Pero a través de la observación, descubriría que tenía buen temperamento y no se enojaba con frecuencia. Sin embargo, no le gustaba hablar con los demás, o … Era demasiado vago para hacerlo.
Estaba en la última etapa de la enfermedad de los sueños despiertos brillantes.La gente común simplemente no es lo suficientemente digna para hablar conmigo.
Los dos se concentraron en sus propias tareas y se sentaron allí hasta que se puso el sol. Tong Ye vino a recogerla en un coche elegante.
«Yih», preguntó Tong Ye a Ming Shu con curiosidad mientras evaluaba a Su Mian, «¿por qué estás con él?»
Su Mian tampoco era una persona desconocida en la escuela.
Pero era un estudiante de último año y difícilmente se le podía ver en momentos normales, excepto cuando tenía clases. No participó en las actividades del club ni en ninguna actividad grupal.
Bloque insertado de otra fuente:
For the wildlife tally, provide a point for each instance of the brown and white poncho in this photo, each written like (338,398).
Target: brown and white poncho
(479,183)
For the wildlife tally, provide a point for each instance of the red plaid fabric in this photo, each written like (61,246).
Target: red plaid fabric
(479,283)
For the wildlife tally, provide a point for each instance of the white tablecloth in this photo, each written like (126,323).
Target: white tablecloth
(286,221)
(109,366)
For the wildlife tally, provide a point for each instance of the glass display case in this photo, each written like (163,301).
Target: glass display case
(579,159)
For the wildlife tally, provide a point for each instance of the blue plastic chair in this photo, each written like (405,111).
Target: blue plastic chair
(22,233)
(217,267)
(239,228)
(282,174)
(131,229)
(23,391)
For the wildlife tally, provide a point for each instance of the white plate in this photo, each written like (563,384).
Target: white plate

En comparación con Chu Yue, cuyas historias y cuentos se difundieron por toda la escuela, Su Man se mantuvo mucho más tranquilo.
«Se ofreció a sí mismo».
«¿De Verdad?» Tong Ye quizás había entendido mal esta frase. «No esta mal. Él puede calentar la cama para ti. Pero es lo suficientemente valiente como para ofrecerse a ti «.
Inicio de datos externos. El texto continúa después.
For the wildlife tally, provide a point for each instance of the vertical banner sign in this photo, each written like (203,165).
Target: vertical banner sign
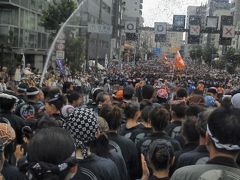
(227,28)
(179,22)
(130,30)
(60,53)
(194,29)
(160,29)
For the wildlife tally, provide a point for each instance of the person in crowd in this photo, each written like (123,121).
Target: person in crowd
(141,133)
(103,148)
(190,134)
(127,147)
(33,107)
(128,93)
(160,158)
(17,74)
(7,108)
(162,96)
(75,99)
(83,127)
(181,94)
(196,100)
(132,113)
(174,129)
(147,92)
(223,145)
(21,94)
(7,138)
(200,154)
(53,106)
(103,99)
(236,101)
(2,158)
(3,86)
(67,87)
(51,155)
(159,118)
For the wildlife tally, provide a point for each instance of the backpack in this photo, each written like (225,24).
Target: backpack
(216,174)
(4,120)
(176,131)
(139,137)
(115,147)
(27,111)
No había nada que criticar sobre la apariencia de Fu Yu, y su belleza llamaba la atención tanto en la escuela como en el mundo del espectáculo, donde se reunían todo tipo de caras hermosas.
Pero dado su comportamiento, nadie se atrevió a perseguirla.
Ming Shu corrigió a Tong Ye, «Quiere convertirse en vampiro».
La risa de Tong Ye se detuvo y comenzó a evaluar a Su Mian con ojos extraños, mientras que Su Mian también lo estaba observando en su visión periférica.
Unos pocos humanos descubrirían los secretos de los vampiros, pero Tong Ye no se sintió extraño de que Su Mian supiera de ellos.
Su Mian continuó mirando a Tong Ye y probablemente no esperaba que fuera un vampiro.
Tong Ye no ocultó su sorpresa en absoluto. «¿Está loco?»
«Probablemente.» Ming Shu asintió. «¿Qué tal si lo enviamos a ver a un médico directamente y revisar su cerebro?»
«Estudiante Fu Yu, estoy aquí». ¿Está realmente bien que hable de esto delante de mí?
Tong Ye puso los ojos en blanco y de repente instigó a Ming Shu mientras sonreía felizmente: «No planeas encontrar un compañero, entonces, ¿qué hay de adoptarlo como tu descendencia?»
Ming Shu recorrió con la mirada a Su Mian y abrió la boca. «No puedo permitirme un hijo tan mayor».
«…» ¿Pueden ustedes dos respetarme un poco? ¡Quién va a ser tu hijo!
La ira de Su Mian comenzó a acumularse continuamente.
«¿Me seguirá?» Tong Ye abrió la puerta de su auto y dejó entrar a Ming Shu. Luego vio a Su Mian salir detrás de ellos y no pudo evitar preguntarle a Ming Shu.
Ming Shu se apoyó en la ventana y miró a Su Mian. «Las siguientes actividades no son adecuadas para usted, así que será mejor que se vaya a casa y haga su tarea».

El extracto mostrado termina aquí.